This song has gripped my heart the past month since I first heard it. For I couldn't help but go back in my memories and think of Stephen in those last hours before he died. He was so aware and so caring and gentle to all of us though he knew he was dying. He talked to me of saving a place for me to join him in heaven. Though that night would prove to be the saddest I have ever experienced, I wasn't without hope. I know that I will see Stephen again.
So on this night I was to sing I sat out in my car debating between the two. I went inside and decided I would just ask one person and whatever they said I would do. I have done that before. It didn't take Marcia long to say "Temporary Home". I said ok.

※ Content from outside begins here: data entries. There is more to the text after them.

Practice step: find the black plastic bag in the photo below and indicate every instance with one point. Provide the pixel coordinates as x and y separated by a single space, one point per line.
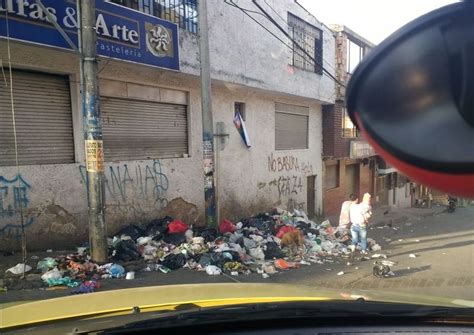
209 234
126 251
174 261
158 226
133 231
272 251
175 239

As I waited for my turn to sing I felt the Lord nudging me to share a bit before I sang. I don't normally do that anymore. So as I got up I explained my choice of song. Stephen was wiring what became "Wirick Hall" the very place in which I was going to sing. He wanted the addition to our church to be a place of ministry and if you have been in our church you know God is using that building and particularly "Wirick Hall" for great things. I said this song meant a lot to me because I have hope because this world was just Stephen's temporary home. Then I sang-choking up when I came to the last verse which I changed up a bit:
Dying man, hospital bed
The room is filled with people he loves.
And he says "Don't cry for me, I'll see you all one day."
He looks up and says, "I can see God's face."
This is my temporary home.
It's not where I belong.
Windows and rooms that I'm passing through.
This was just a stop on the way to where I'm going.
I'm not afraid because I know.
This was my temporary home.
Yes, this is our temporary home and as we celebrate Jesus' death on the cross and His resurrection this Easter, we do have HOPE! We have an eternal home in heaven!
Though my voice was simple and country I sang from my heart and I felt God's presence in that room. I know that was the song I was supposed to sing.
I know Stephen's greatest wish would still be for everyone to join him. It is my prayer that you would have the same assurance Stephen had as he stepped from his temporary home to heaven. If we admit we are sinners and that we need Jesus to forgive us our sins, He will forgive us and he can be our Lord and Savior. It's the best gift you will ever receive and you will have a permanent eternal home!